Sharon Draper’s Out of My Mind is the story of eleven-year-old Melody, born with cerebral palsy and unable to walk, talk, feed herself, or take care of any of her basic needs. Doctors, many teachers, and a host of other adults assume she is incapable of learning, but Melody is highly intelligent and thoughtful, with a mind is full of thoughts she is unable to express and a photographic memory. The book begins:

Words.
I’m surrounded by thousands of words. Maybe millions.
Cathedral. Mayonnaise. Pomegranate.
Mississippi. Neapolitan. Hippopotamus.
Silky. Terrifying. Iridescent.
Tickle. Sneeze. Wish. Worry.

Words have always swirled around me like snowflakes—each one delicate and different, each one melting untouched in my hands.
Deep within me, words pile up in huge drifts. Mountains of phrases and sentences and connected ideas. Clever expressions. Jokes. Love songs.
From the time I was really little—maybe just a few months old—words were like sweet, liquid gifts, and I drank them like lemonade. I could almost taste them. They made my jumbled thoughts and feelings have substance. My parents have always blanketed me with conversation. They chattered and babbled. They verbalized and vocalized. My father sang to me. My mother whispered her strength into my ear.
Every word my parents spoke to me or about me I absorbed and kept and remembered. All of them.
I have no idea how I untangled the complicated process of words and thought, but it happened quickly and naturally. By the time I was two, all my memories had words, and all my words had meanings.
But only in my head.
I have never spoken one single word. I am almost eleven years old.
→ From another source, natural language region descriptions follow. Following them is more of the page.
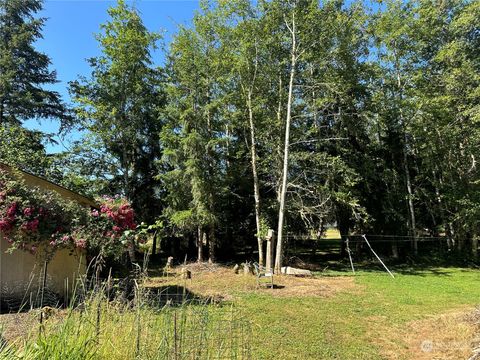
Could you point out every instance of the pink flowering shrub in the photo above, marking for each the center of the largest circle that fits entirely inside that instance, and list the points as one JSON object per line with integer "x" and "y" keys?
{"x": 110, "y": 230}
{"x": 30, "y": 217}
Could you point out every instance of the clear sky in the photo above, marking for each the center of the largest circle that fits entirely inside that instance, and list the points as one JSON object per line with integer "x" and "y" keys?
{"x": 69, "y": 38}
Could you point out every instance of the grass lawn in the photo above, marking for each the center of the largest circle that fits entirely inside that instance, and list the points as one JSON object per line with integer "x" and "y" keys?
{"x": 339, "y": 316}
{"x": 421, "y": 314}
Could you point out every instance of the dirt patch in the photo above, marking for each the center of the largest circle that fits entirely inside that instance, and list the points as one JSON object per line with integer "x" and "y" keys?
{"x": 219, "y": 281}
{"x": 453, "y": 335}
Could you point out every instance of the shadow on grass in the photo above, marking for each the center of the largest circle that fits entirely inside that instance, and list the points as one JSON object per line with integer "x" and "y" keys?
{"x": 327, "y": 261}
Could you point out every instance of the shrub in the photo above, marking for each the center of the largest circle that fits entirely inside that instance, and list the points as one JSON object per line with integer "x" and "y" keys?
{"x": 32, "y": 219}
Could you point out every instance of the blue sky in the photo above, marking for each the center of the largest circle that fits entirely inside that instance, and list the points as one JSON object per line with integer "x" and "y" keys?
{"x": 69, "y": 38}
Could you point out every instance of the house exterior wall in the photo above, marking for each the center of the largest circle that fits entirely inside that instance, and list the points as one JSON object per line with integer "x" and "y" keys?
{"x": 20, "y": 268}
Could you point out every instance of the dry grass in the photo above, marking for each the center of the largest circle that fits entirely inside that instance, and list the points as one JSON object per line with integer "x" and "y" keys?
{"x": 15, "y": 326}
{"x": 448, "y": 336}
{"x": 221, "y": 282}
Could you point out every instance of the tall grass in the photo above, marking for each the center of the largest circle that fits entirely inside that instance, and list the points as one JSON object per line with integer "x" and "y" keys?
{"x": 146, "y": 326}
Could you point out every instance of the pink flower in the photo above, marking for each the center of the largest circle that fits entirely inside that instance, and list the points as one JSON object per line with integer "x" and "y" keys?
{"x": 81, "y": 243}
{"x": 5, "y": 225}
{"x": 28, "y": 211}
{"x": 12, "y": 209}
{"x": 32, "y": 225}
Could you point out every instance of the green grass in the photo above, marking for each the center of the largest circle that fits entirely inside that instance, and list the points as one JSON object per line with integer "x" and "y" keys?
{"x": 343, "y": 326}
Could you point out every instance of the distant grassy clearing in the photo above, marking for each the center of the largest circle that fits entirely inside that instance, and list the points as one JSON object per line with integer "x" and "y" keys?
{"x": 418, "y": 315}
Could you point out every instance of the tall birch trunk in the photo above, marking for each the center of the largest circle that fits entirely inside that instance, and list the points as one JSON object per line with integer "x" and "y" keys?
{"x": 411, "y": 208}
{"x": 200, "y": 244}
{"x": 283, "y": 191}
{"x": 256, "y": 184}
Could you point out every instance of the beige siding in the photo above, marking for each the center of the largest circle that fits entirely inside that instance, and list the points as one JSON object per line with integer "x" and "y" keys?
{"x": 21, "y": 268}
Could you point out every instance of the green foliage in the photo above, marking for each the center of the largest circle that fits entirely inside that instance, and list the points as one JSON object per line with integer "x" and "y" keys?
{"x": 39, "y": 220}
{"x": 23, "y": 69}
{"x": 120, "y": 107}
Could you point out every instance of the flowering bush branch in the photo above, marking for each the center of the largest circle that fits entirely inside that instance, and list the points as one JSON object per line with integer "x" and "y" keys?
{"x": 32, "y": 218}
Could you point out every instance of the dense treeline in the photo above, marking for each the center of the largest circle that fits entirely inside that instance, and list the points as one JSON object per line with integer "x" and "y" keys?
{"x": 277, "y": 114}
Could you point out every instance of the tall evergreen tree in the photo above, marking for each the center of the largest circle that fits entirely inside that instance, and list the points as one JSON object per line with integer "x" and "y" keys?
{"x": 24, "y": 70}
{"x": 120, "y": 106}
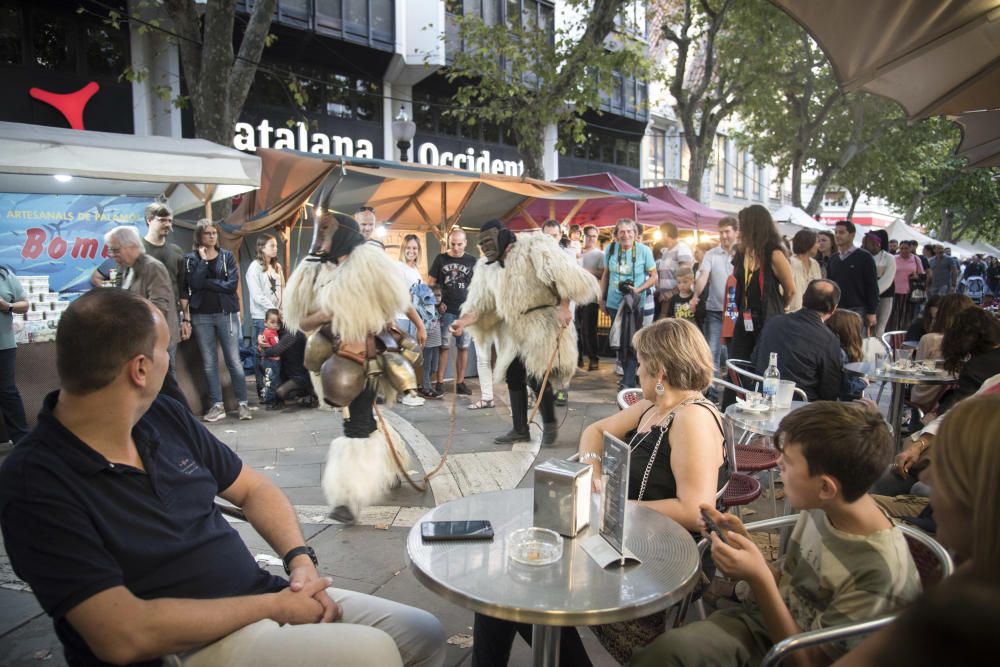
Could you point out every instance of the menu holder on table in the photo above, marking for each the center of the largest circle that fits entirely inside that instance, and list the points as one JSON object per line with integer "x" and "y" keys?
{"x": 608, "y": 545}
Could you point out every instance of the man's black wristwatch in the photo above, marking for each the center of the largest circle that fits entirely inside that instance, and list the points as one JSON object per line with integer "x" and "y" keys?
{"x": 298, "y": 551}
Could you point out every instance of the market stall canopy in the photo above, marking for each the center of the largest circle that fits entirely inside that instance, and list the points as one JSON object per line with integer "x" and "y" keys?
{"x": 707, "y": 218}
{"x": 934, "y": 57}
{"x": 188, "y": 172}
{"x": 629, "y": 202}
{"x": 981, "y": 248}
{"x": 901, "y": 231}
{"x": 980, "y": 138}
{"x": 410, "y": 196}
{"x": 796, "y": 218}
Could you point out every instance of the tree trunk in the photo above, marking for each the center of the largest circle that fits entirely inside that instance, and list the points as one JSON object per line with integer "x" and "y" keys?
{"x": 855, "y": 196}
{"x": 696, "y": 170}
{"x": 915, "y": 203}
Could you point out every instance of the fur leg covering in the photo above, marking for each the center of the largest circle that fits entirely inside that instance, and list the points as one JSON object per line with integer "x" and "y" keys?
{"x": 360, "y": 471}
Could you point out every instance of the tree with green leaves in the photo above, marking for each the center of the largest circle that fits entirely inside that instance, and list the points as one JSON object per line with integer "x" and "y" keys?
{"x": 798, "y": 118}
{"x": 526, "y": 77}
{"x": 218, "y": 77}
{"x": 708, "y": 53}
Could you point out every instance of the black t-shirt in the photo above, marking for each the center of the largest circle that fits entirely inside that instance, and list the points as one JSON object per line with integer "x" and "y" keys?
{"x": 453, "y": 274}
{"x": 680, "y": 307}
{"x": 75, "y": 524}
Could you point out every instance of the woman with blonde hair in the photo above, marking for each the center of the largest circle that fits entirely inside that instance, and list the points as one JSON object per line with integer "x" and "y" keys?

Compelling and believable, the novel made me think about the nature of intelligence, the relationship between communication and identity, the assumptions we make about people based on limited information, the meaning of the concept “disabled,” the experience of living with diverse impairments and whether it is possible for someone without that experience to understand it, how we know what we know, and the moral dimension of the category “disabled.” A great book to read with upper elementary or middle school students.